I try to disappear to the garage and go through the “why my family” questions by myself, I have cursed God, but thanked him in the same sentence. I try to reason with God and find out if he is trying to teach me a lesson for not living up to my potential. I have always preached to my kids that everything happens for a reason, why is this happening? Why would my son, who doesn’t have a mean bone in his body be threatened like this, why would my wife who has had a lifetime of travails and tribulations be picked on at this time?

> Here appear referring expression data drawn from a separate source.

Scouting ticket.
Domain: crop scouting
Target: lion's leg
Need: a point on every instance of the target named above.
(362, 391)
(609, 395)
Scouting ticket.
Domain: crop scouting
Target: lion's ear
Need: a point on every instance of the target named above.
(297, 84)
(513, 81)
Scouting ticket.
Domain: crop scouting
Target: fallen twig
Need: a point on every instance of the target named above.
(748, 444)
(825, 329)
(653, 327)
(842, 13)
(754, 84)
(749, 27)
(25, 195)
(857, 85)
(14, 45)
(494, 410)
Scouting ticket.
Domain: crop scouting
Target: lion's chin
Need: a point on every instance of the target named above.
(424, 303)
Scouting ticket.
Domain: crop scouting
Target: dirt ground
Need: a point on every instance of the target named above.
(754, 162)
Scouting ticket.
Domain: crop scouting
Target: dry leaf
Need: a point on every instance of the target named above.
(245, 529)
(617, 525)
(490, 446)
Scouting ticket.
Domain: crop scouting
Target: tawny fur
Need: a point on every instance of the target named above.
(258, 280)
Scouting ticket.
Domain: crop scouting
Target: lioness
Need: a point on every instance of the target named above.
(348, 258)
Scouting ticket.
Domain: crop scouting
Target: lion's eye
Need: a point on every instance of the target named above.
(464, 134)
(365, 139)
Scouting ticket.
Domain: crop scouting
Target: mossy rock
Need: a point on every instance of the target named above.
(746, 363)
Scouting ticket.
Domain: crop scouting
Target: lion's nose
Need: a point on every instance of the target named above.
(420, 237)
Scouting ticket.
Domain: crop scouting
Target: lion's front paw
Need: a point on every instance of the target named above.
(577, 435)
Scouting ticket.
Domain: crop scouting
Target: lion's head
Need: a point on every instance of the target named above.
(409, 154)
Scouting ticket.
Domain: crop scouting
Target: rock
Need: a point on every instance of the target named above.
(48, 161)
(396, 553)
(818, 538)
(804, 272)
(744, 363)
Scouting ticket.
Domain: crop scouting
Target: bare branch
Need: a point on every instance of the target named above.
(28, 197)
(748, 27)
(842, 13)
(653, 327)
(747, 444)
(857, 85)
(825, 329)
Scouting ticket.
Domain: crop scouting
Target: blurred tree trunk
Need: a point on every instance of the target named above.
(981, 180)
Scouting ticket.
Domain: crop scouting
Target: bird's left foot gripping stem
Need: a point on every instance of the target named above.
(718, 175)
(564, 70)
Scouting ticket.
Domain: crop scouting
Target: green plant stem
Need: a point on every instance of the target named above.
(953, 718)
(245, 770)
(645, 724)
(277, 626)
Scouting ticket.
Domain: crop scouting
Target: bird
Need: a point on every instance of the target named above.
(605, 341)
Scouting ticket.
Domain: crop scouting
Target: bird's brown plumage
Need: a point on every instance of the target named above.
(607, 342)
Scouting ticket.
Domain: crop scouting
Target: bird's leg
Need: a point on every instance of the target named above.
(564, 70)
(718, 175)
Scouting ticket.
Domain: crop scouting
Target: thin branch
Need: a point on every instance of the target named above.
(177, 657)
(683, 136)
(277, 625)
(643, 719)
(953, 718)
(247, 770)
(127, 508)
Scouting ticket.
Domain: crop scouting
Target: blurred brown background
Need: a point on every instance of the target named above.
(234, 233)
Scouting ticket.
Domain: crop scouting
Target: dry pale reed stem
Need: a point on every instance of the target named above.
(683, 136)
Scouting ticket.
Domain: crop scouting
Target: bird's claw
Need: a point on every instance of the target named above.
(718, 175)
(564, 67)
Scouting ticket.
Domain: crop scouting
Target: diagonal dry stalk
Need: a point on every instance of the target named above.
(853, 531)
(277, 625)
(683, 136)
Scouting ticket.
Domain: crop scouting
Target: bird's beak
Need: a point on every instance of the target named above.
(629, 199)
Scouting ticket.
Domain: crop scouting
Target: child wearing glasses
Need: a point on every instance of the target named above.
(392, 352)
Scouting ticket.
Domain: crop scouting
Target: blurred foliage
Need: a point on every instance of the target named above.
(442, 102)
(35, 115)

I have found these questions to be maddening, frustrating because there is no answer at this time, but it will present itself sooner or later, because I still believe that some good is going to come from this…it has to, I am just afraid the reason is going to be contrary to my desires of a whole family, of my wife becoming a matriarch to more grandchildren, of my son’s progeny and my branch in the Toothaker family tree could be shorter than I ever imagined…. these fears are more than I can say out loud, but I have to get them out somewhere, there is no more room to store inside any longer and the longer I try to stuff them back into a convenient corner the worse it will be when they eventually float to the top.

Hopefully writing these concerns will be therapeutic and help get these emotions outside in the clean air where they can go away…taking all of the “what ifs” and doubts away while we cope with our reality.